The Disenfranchised Physician—The Invasion of the Patient Snatchers

By Bob Sweeney

We’ve been exploring and commenting on the forces that seem to be relentlessly disengaging practicing physicians from the career satisfaction they anticipated when they chose clinical careers.  Here is a ubiquitous force—the arrival of physician extenders into nearly every corner of physician practice.

Here are a few summary figures about the nurse practitioner field:

  • In 2016-2017, 26,000 NEW NPs completed their degrees and 97.8% of those had graduate diplomas.
  • About 85% of NPs accept Medicare and 83% accept Medicaid.
  • 50% hold hospital privileges.
  • 96% write prescriptions and NPs have prescriptive privileges, including controlled substances, in every state plus DC.
  • Their average age is 49, and on average they have 11 years of practice experience.  
  • The majority (61%) NPs see three or more patients per hour and their malpractice rates are very low—only 1.9% have even been named as primary defendant in a lawsuit.
  • Over 70% of NPS are in family practice. Other well penetrated specialties include gerontology, psychiatry and emergency medicine, with a growing role in anesthesiology.  

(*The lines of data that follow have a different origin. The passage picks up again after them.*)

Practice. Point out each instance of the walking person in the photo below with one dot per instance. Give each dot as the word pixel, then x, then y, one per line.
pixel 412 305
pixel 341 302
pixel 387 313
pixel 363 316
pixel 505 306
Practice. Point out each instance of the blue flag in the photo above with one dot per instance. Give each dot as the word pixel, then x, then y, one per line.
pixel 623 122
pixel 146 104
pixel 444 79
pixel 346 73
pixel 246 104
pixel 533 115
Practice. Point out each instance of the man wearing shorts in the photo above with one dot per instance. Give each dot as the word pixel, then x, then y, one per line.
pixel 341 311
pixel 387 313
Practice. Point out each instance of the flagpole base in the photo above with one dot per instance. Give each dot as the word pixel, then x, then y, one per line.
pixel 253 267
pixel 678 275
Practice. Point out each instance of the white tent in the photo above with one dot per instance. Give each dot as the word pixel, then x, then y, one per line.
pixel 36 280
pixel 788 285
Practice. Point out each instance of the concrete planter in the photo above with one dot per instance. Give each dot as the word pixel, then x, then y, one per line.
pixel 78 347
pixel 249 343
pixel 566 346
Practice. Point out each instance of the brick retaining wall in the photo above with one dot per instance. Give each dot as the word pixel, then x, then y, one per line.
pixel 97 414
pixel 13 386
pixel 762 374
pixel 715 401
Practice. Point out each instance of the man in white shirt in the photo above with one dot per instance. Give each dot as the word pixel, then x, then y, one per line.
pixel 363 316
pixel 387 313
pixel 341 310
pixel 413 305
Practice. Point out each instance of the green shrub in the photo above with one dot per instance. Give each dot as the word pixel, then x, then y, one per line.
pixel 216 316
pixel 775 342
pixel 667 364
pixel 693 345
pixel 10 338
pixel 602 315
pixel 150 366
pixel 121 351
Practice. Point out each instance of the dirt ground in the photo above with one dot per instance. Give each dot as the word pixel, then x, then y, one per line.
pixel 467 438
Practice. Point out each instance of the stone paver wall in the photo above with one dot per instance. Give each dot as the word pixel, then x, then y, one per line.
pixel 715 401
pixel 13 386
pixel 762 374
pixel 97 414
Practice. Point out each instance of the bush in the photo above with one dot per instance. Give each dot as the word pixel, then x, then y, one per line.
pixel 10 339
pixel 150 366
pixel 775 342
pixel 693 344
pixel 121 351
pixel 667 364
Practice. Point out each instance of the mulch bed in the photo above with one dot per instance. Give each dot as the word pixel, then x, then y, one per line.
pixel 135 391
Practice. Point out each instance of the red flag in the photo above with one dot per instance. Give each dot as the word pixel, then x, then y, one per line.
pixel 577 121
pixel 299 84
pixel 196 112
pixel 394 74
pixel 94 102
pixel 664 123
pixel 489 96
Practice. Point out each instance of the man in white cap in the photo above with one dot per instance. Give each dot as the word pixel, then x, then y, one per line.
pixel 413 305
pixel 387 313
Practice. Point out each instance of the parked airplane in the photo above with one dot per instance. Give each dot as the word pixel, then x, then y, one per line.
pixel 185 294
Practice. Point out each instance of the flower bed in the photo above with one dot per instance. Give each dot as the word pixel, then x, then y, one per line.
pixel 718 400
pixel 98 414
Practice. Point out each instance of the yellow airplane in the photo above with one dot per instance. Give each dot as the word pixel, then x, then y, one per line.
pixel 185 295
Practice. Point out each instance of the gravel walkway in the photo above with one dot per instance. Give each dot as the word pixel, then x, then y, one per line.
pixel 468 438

Let’s take a quick snapshot of the other extender profession, physician assistants:

  • In 2017, there were 123, 000 practicing PAs, up from four (!!) in 1967.
  • PAs are able to practice in every state and territory of the US, plus DC.
  • Nearly all receive a master’s degree upon graduation.  
  • 2/3 are women, 87.3% are Caucasian; their average age is 32, with an average of 7 years of practice experience.
  • The distribution of PAs is as follows:  family and general medicine—20.6%, emergency medicine or urgent care—15%, surgery and subspecialties—18.5%, internal medicine–9.2%, hospital medicine–4.4%, peds–2%, all else–30.3%
  • Most PAs work in urban areas.

There are many reasons, both economic and clinical, for the growth of these professions.   Most physicians recognize that there are many functions in medicine that can be well executed by less highly trained and less costly clinical personnel—such as NPs and PAs.  However, there are profound side effects from the growth of these professions that affect the physician’s sense of self-worth. For example, any primary care physician feels committed to continuity of care with respect to his/her patients.  When the physician loses control of part of the diagnosis and treatment environment, there can be a real sense of disenfranchisement. Even physicians in specialties aimed at more immediate and short-term interactions with patients—such as emergency medicine– can feel diminished if their control of the engagement is subject to invasion or infringement.    A secondary side effect is the threat to physician incomes from the loss of revenue from non-acute but well-insured patient encounters.

The impact of the extender in medicine requires that medical schools, residencies and specialty societies devote attention and resources to preparing physicians for a radically changed environment.    The United States has benefited for over a century from its distinctively high quality medical care delivery. How do training and membership institutions, as well as society at large, address the potential threat to those standards from physician disenfranchisement, whatever the cause?